J Hist Med Allied Sci. 2010 Jan;65(1):1-47. doi: 10.1093/jhmas/jrp019. Epub 2009 Jun 23.
As a contribution to debates on slave health and welfare, this article investigates the variety, functions, and overall significance of infirmaries for the enslaved in the antebellum South. Newspapers, case histories, and surviving institutional records of antebellum Southern infirmaries providing medical treatment for slaves offer a unique opportunity to examine the development of modern American medicine within the "peculiar institution," and to explore a complex site of interactions between the enslaved, physicians, and slave owners. The world of the medical college hospital in South Carolina and an experimenting clinic in Alabama are reconstructed using newspapers and medical case histories. The Patient Register of the Hotel Dieu (1859-64) and the Admission Book of Touro Infirmary (1855-60) are used to highlight the types of enslaved patients sent to these two New Orleans commercial hospitals and to explore connections between the practice of medicine and the business of slave trading in the city. In addition to providing physicians with a steady income, slave infirmaries were key players in the domestic slave trade, as well as mechanisms for professionalization and the mobilization of medical ideas in the American South.

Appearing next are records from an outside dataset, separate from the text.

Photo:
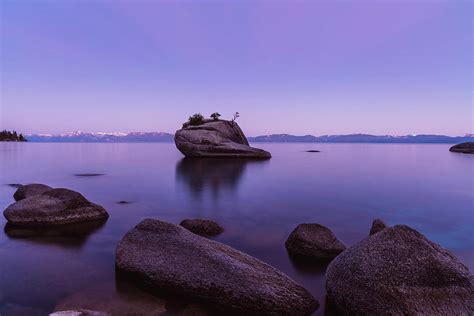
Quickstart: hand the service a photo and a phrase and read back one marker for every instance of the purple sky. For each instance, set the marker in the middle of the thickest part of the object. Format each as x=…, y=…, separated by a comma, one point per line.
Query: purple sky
x=320, y=67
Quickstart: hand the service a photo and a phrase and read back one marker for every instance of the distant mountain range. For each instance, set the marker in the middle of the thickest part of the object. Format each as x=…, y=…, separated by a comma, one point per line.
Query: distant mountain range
x=159, y=137
x=114, y=137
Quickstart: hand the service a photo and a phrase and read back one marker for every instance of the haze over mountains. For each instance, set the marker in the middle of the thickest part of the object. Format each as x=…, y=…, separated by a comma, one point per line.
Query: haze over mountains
x=160, y=137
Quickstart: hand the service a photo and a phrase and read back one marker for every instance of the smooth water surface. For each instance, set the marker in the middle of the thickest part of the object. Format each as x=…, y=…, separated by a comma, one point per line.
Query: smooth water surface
x=344, y=187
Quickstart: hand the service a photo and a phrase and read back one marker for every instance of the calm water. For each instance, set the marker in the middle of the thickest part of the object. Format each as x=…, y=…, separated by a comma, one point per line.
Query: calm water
x=344, y=187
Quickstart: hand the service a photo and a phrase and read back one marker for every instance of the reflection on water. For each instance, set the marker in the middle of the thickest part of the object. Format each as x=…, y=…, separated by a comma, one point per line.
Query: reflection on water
x=72, y=235
x=344, y=187
x=212, y=174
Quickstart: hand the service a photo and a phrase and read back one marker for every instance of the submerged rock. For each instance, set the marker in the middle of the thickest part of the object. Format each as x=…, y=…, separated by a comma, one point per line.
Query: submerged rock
x=169, y=258
x=54, y=207
x=216, y=139
x=377, y=225
x=29, y=190
x=313, y=241
x=202, y=227
x=465, y=148
x=398, y=271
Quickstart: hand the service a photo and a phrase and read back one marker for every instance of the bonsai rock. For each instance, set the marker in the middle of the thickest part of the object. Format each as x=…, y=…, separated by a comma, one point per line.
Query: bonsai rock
x=216, y=139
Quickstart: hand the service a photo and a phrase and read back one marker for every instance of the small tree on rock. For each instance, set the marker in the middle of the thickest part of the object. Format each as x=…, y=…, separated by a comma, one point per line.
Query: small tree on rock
x=215, y=116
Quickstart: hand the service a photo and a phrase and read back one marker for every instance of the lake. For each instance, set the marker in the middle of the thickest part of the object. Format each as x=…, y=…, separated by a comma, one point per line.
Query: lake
x=344, y=187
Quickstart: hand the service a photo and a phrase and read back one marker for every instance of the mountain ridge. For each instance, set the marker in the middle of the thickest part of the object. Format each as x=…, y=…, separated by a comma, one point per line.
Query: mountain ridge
x=161, y=137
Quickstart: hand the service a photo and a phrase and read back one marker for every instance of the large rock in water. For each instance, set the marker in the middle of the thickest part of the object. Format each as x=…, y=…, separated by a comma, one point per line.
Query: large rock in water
x=216, y=139
x=398, y=271
x=169, y=258
x=54, y=207
x=465, y=148
x=313, y=241
x=29, y=190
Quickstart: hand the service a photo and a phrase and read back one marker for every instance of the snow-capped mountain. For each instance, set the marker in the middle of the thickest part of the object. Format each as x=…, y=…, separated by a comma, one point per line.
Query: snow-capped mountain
x=102, y=137
x=156, y=137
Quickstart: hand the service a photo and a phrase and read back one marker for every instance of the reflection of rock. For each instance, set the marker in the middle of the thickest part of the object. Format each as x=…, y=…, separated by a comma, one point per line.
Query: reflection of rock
x=71, y=235
x=398, y=271
x=54, y=207
x=313, y=241
x=212, y=174
x=106, y=298
x=30, y=190
x=199, y=268
x=216, y=139
x=202, y=227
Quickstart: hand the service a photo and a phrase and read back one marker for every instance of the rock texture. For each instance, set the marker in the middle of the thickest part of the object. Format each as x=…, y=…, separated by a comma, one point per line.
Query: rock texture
x=29, y=190
x=169, y=258
x=398, y=271
x=202, y=227
x=465, y=148
x=313, y=241
x=216, y=139
x=377, y=225
x=54, y=207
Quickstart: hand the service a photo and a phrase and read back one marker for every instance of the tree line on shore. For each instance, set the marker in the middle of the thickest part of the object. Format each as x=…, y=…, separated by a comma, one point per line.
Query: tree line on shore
x=7, y=136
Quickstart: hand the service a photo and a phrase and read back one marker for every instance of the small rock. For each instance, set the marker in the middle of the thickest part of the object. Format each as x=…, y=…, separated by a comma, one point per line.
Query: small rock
x=29, y=190
x=313, y=241
x=202, y=227
x=169, y=258
x=398, y=271
x=54, y=207
x=15, y=185
x=465, y=148
x=377, y=225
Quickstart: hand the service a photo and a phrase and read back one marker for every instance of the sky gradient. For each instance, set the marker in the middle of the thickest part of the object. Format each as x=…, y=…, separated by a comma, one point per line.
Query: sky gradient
x=320, y=67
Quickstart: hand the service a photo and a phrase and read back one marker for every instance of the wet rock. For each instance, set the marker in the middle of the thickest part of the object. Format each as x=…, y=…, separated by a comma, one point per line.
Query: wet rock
x=202, y=227
x=313, y=241
x=29, y=190
x=216, y=139
x=79, y=312
x=169, y=258
x=15, y=185
x=54, y=207
x=377, y=225
x=465, y=148
x=398, y=271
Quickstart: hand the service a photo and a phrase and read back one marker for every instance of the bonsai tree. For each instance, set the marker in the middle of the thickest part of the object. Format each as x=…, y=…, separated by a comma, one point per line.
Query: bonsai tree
x=196, y=119
x=215, y=116
x=236, y=115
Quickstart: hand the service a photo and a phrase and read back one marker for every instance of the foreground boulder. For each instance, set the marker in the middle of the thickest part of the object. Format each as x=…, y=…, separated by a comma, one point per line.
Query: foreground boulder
x=465, y=148
x=216, y=139
x=29, y=190
x=168, y=258
x=202, y=227
x=54, y=207
x=377, y=226
x=398, y=271
x=313, y=241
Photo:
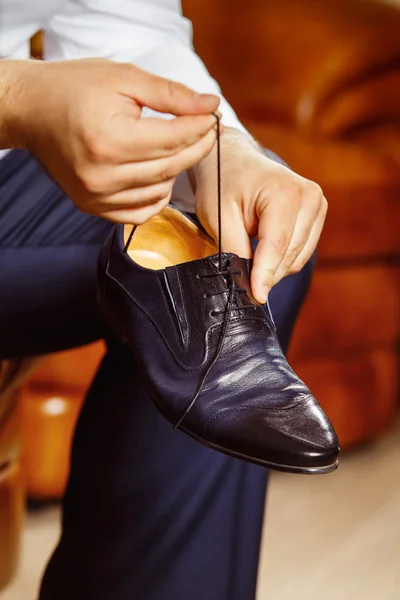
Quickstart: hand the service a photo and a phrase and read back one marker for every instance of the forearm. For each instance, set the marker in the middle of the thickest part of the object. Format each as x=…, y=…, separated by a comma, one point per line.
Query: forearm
x=13, y=100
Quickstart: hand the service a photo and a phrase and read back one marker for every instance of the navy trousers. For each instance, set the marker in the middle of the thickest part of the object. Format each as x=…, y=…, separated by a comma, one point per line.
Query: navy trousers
x=149, y=514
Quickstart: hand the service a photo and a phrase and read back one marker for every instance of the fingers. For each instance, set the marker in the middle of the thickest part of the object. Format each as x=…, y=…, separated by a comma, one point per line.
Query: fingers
x=151, y=172
x=306, y=218
x=149, y=139
x=111, y=179
x=168, y=96
x=312, y=242
x=277, y=220
x=137, y=197
x=234, y=235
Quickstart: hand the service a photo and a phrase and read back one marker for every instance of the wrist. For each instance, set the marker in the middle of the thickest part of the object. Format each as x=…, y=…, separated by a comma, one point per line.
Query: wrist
x=15, y=82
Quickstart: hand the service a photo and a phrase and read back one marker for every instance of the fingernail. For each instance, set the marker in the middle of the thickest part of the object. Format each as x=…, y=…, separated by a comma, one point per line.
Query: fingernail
x=206, y=97
x=264, y=294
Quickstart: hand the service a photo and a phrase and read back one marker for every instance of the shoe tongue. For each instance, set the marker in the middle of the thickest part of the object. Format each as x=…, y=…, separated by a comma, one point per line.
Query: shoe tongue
x=236, y=262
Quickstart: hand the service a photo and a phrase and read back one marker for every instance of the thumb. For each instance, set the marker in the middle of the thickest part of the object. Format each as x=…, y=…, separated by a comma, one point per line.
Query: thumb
x=234, y=235
x=168, y=96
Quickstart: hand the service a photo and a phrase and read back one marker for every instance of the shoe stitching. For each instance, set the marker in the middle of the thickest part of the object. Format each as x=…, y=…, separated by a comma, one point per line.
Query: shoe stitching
x=189, y=335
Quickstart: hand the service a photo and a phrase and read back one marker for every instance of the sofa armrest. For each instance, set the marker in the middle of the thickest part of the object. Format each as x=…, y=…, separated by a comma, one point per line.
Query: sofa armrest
x=327, y=68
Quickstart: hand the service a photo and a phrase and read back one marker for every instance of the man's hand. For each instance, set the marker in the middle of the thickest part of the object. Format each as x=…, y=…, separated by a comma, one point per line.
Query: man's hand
x=260, y=198
x=82, y=120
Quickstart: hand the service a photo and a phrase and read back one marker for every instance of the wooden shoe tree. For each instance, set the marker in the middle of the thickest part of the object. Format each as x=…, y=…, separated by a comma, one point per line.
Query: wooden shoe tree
x=168, y=239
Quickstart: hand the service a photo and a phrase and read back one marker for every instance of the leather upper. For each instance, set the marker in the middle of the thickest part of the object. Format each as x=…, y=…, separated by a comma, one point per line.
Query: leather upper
x=173, y=320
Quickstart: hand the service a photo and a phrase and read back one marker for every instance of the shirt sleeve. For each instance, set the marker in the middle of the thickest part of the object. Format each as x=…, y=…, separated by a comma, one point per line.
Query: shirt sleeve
x=151, y=34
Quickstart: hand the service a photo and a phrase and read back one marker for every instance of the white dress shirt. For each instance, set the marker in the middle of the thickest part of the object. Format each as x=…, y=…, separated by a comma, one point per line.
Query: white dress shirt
x=152, y=34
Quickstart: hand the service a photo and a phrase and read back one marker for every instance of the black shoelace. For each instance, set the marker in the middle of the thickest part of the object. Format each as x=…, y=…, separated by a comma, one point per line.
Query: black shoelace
x=232, y=289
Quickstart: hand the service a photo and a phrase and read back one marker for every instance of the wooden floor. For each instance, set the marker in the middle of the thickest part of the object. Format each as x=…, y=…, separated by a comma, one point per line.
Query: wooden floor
x=331, y=537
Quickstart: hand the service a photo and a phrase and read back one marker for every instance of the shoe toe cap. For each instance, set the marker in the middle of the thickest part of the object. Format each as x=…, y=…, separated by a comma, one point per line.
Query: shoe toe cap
x=295, y=438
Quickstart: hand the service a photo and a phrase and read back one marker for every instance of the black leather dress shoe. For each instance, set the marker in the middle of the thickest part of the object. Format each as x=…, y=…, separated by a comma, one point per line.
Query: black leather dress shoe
x=211, y=358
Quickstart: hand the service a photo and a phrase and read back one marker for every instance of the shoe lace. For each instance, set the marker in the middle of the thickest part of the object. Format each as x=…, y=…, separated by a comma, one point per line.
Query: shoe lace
x=232, y=289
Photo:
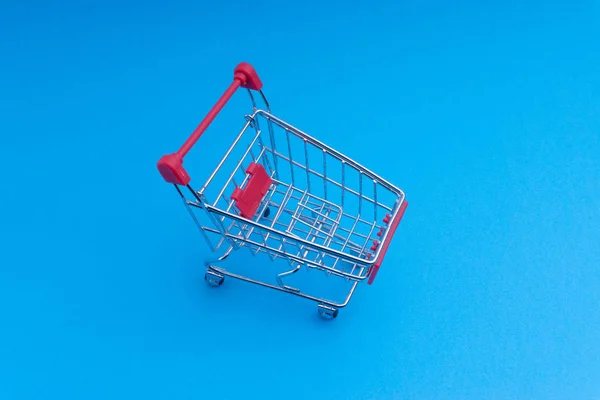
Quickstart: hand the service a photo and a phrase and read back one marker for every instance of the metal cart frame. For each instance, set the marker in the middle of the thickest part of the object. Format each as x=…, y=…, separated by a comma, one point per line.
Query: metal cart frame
x=280, y=192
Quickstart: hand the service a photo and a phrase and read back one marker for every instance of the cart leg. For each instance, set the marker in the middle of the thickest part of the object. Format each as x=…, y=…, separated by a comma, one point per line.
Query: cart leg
x=327, y=312
x=213, y=279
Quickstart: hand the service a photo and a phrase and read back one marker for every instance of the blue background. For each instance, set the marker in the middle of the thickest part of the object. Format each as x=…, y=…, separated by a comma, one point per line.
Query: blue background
x=487, y=115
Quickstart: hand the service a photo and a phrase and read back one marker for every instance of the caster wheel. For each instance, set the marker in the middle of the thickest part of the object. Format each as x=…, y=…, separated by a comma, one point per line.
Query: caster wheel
x=267, y=212
x=327, y=312
x=214, y=279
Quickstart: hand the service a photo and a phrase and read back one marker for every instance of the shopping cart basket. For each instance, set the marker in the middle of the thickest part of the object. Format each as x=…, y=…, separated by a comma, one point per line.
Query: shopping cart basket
x=283, y=194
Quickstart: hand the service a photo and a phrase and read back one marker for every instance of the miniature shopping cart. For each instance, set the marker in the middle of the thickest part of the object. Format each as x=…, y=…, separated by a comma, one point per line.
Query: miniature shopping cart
x=288, y=197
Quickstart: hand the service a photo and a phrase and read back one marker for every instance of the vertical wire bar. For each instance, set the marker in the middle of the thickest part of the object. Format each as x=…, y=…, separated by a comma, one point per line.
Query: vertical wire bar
x=287, y=134
x=306, y=165
x=360, y=195
x=273, y=148
x=343, y=182
x=325, y=173
x=375, y=199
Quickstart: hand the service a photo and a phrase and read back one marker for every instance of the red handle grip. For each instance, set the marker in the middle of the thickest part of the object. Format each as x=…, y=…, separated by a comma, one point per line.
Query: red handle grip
x=387, y=242
x=170, y=166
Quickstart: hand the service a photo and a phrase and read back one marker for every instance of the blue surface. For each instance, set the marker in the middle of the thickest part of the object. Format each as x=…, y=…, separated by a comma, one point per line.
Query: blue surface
x=486, y=115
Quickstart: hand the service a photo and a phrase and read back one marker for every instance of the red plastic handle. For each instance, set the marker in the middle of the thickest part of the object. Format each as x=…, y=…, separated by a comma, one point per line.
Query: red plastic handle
x=170, y=166
x=387, y=242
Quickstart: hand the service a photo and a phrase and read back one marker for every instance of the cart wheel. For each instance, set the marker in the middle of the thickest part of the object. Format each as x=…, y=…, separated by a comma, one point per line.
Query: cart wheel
x=213, y=279
x=327, y=312
x=267, y=212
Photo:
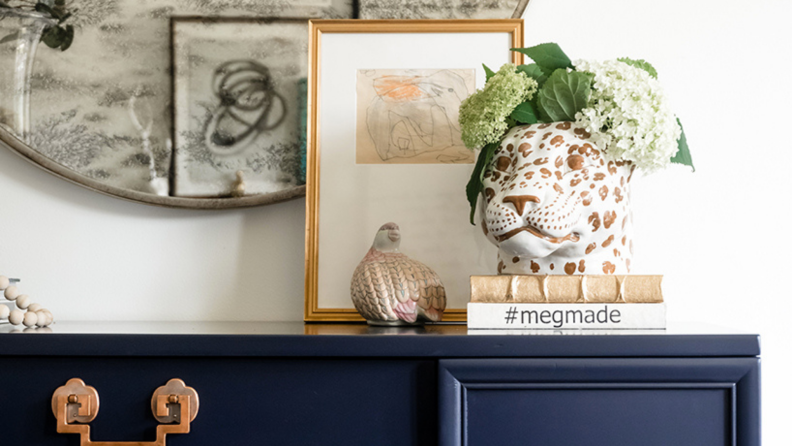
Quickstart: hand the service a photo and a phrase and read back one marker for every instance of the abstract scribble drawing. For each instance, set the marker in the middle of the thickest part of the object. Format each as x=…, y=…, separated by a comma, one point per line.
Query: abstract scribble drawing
x=413, y=115
x=248, y=106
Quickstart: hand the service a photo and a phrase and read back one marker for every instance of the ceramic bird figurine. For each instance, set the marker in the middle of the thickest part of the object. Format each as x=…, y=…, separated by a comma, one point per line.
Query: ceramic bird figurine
x=389, y=288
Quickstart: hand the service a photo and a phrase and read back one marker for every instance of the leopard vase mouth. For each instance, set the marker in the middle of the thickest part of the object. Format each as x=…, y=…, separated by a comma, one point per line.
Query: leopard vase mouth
x=554, y=204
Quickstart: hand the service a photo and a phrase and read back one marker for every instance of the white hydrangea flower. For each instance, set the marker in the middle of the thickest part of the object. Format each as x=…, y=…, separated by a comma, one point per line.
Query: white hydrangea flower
x=628, y=115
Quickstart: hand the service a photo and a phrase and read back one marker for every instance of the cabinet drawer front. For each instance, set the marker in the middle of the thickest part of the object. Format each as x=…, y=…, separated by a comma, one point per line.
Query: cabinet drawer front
x=592, y=402
x=244, y=401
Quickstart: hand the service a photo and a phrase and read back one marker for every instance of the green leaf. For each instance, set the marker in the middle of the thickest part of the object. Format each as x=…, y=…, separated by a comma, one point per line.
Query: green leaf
x=640, y=63
x=68, y=38
x=488, y=72
x=535, y=71
x=547, y=55
x=525, y=114
x=563, y=95
x=683, y=154
x=475, y=185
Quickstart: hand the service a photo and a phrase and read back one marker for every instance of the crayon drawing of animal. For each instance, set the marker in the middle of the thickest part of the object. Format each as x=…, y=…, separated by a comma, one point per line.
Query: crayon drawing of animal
x=411, y=115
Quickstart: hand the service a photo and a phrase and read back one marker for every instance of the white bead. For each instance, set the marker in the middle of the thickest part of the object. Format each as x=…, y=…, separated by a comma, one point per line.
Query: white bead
x=16, y=317
x=23, y=301
x=30, y=319
x=11, y=292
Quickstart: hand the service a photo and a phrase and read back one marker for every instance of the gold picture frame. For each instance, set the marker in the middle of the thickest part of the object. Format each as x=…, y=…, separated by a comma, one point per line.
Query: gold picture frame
x=513, y=28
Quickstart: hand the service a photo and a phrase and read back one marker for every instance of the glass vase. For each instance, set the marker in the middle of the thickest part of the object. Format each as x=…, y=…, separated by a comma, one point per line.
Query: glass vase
x=20, y=33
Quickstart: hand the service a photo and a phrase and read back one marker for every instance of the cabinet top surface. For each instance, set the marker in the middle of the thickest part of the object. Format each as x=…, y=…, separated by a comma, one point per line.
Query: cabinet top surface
x=296, y=339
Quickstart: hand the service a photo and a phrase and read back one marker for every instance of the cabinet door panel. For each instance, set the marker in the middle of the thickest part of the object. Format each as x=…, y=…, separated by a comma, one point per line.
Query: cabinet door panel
x=244, y=401
x=635, y=402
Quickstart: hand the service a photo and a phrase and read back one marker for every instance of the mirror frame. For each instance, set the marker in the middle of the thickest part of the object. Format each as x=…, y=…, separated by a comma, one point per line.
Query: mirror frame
x=17, y=146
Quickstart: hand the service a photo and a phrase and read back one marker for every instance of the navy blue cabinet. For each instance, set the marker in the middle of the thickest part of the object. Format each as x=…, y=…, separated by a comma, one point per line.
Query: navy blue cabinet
x=291, y=384
x=600, y=401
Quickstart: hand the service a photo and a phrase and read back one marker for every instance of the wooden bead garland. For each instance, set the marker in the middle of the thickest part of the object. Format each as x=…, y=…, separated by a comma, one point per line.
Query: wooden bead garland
x=36, y=315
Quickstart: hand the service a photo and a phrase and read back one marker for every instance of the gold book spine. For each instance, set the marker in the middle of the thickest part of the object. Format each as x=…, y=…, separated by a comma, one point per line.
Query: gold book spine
x=566, y=289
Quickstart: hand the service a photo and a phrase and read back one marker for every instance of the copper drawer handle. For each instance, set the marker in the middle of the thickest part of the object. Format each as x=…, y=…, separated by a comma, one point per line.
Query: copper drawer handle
x=76, y=404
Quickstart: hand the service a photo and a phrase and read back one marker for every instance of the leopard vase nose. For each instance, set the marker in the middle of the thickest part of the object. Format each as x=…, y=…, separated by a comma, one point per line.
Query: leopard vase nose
x=519, y=202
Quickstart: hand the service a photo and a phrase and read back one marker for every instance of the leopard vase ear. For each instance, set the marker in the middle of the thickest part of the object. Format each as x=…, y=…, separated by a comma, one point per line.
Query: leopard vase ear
x=554, y=204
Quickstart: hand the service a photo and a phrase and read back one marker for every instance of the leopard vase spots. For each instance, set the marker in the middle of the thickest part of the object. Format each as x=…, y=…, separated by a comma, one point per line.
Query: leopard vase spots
x=553, y=204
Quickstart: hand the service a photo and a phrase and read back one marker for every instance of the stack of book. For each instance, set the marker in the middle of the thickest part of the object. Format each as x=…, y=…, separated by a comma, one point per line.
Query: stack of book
x=566, y=302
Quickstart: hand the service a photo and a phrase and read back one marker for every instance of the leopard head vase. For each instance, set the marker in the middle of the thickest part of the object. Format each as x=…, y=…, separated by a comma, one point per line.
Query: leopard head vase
x=553, y=204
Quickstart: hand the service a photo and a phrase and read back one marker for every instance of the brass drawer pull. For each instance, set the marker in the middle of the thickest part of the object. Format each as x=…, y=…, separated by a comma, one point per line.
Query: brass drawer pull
x=76, y=404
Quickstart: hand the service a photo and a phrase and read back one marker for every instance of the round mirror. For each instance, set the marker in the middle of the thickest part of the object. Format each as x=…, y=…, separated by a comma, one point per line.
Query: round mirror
x=182, y=103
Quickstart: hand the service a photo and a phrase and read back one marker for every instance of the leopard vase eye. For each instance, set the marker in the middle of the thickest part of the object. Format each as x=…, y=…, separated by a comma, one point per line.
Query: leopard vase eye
x=553, y=203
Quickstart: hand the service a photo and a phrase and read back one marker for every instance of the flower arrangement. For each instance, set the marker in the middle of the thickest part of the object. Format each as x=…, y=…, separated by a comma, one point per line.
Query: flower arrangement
x=56, y=36
x=620, y=102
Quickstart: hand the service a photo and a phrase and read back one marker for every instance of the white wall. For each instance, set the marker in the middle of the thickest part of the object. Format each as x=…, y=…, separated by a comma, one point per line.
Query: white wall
x=718, y=235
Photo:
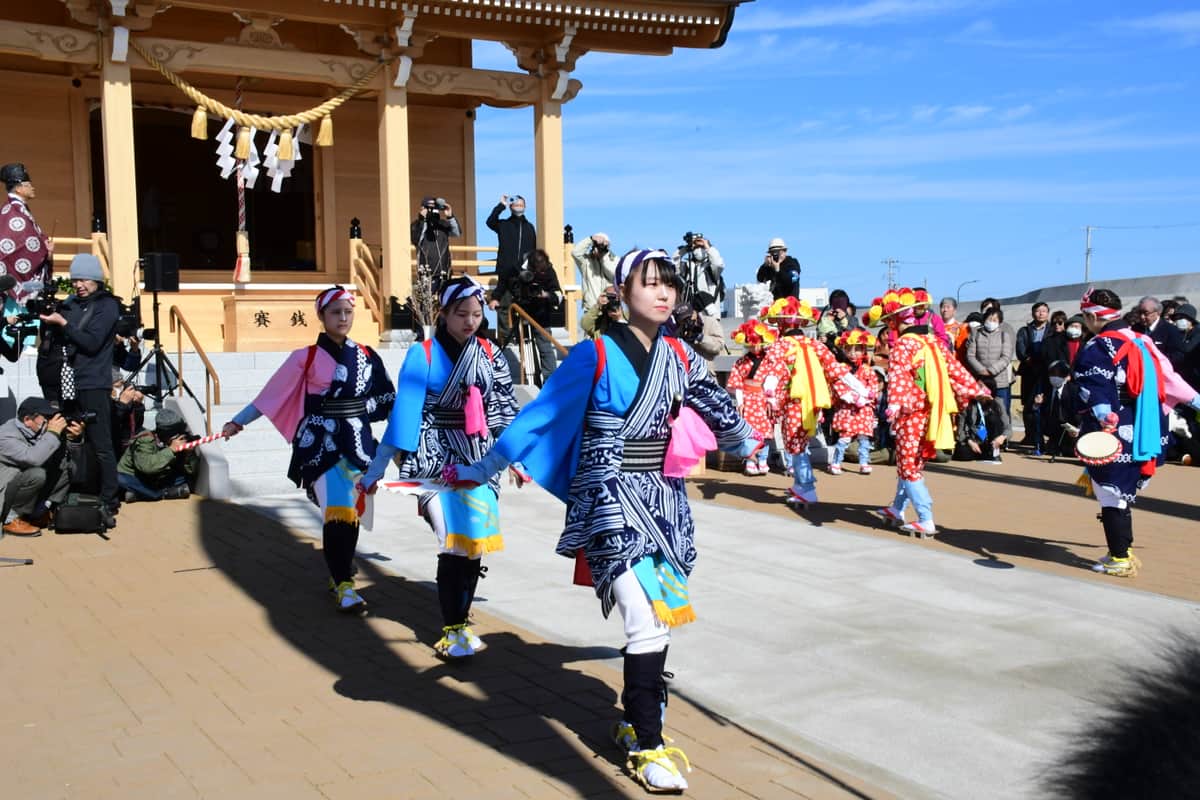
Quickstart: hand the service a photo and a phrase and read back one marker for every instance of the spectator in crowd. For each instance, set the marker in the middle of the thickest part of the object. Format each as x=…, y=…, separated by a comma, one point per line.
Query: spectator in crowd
x=605, y=312
x=432, y=230
x=970, y=325
x=84, y=332
x=982, y=429
x=129, y=414
x=597, y=264
x=990, y=353
x=157, y=464
x=24, y=250
x=537, y=290
x=34, y=465
x=701, y=270
x=1167, y=337
x=1065, y=344
x=949, y=308
x=780, y=271
x=1031, y=368
x=516, y=238
x=837, y=318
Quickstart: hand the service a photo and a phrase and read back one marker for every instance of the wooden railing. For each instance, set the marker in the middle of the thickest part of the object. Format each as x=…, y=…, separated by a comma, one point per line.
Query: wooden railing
x=66, y=247
x=211, y=380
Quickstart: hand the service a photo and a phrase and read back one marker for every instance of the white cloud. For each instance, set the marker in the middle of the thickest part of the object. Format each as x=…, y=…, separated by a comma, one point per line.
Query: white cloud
x=874, y=12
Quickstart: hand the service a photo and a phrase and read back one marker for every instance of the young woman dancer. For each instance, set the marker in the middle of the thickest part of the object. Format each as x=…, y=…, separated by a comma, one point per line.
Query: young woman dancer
x=1126, y=386
x=754, y=382
x=857, y=420
x=597, y=437
x=454, y=396
x=925, y=385
x=323, y=401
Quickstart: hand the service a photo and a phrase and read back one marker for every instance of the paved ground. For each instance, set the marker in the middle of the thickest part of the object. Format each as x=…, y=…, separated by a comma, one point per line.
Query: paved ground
x=195, y=654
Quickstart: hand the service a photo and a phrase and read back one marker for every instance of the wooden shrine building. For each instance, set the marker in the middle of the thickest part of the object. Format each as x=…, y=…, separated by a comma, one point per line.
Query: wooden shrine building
x=90, y=109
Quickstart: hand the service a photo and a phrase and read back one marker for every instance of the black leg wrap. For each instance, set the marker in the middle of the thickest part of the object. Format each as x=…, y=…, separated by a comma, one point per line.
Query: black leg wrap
x=339, y=540
x=457, y=576
x=1117, y=530
x=642, y=697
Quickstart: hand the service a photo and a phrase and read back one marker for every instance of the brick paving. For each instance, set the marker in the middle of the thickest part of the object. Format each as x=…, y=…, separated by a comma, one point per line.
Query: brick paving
x=193, y=654
x=1025, y=512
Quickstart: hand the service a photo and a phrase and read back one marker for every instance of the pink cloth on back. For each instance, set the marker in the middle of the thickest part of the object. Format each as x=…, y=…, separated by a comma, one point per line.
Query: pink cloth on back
x=282, y=398
x=690, y=440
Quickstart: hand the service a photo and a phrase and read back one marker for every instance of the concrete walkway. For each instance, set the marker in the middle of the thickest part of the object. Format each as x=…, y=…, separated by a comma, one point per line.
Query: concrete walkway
x=925, y=673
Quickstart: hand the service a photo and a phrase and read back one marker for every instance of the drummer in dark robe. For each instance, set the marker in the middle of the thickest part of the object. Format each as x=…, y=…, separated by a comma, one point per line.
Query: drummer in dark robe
x=24, y=250
x=1126, y=389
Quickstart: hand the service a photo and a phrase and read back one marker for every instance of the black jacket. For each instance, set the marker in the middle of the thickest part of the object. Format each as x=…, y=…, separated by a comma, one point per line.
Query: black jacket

作为对奴隶健康与福利相关辩论的一份贡献,本文考察了美国内战前南方为奴隶设立的医务室的种类、功能及总体意义。报纸、病历以及内战前南方为奴隶提供医疗服务的医务室留存下来的机构记录,为研究“特殊制度”下现代美国医学的发展,以及探究奴隶、医生和奴隶主之间复杂的互动场所提供了独特契机。利用报纸和医学病历,再现了南卡罗来纳医学院医院以及阿拉巴马一家实验诊所的情况。《迪厄医院患者登记簿》(1859 - 1864年)和图罗医务室入院登记簿(1855 - 1860年)被用来突出送往新奥尔良这两家商业医院的奴隶患者类型,并探究该市医学实践与奴隶贸易业务之间的联系。除了为医生提供稳定收入外,奴隶医务室还是国内奴隶贸易的关键参与者,也是美国南方专业化及医学思想传播的机制。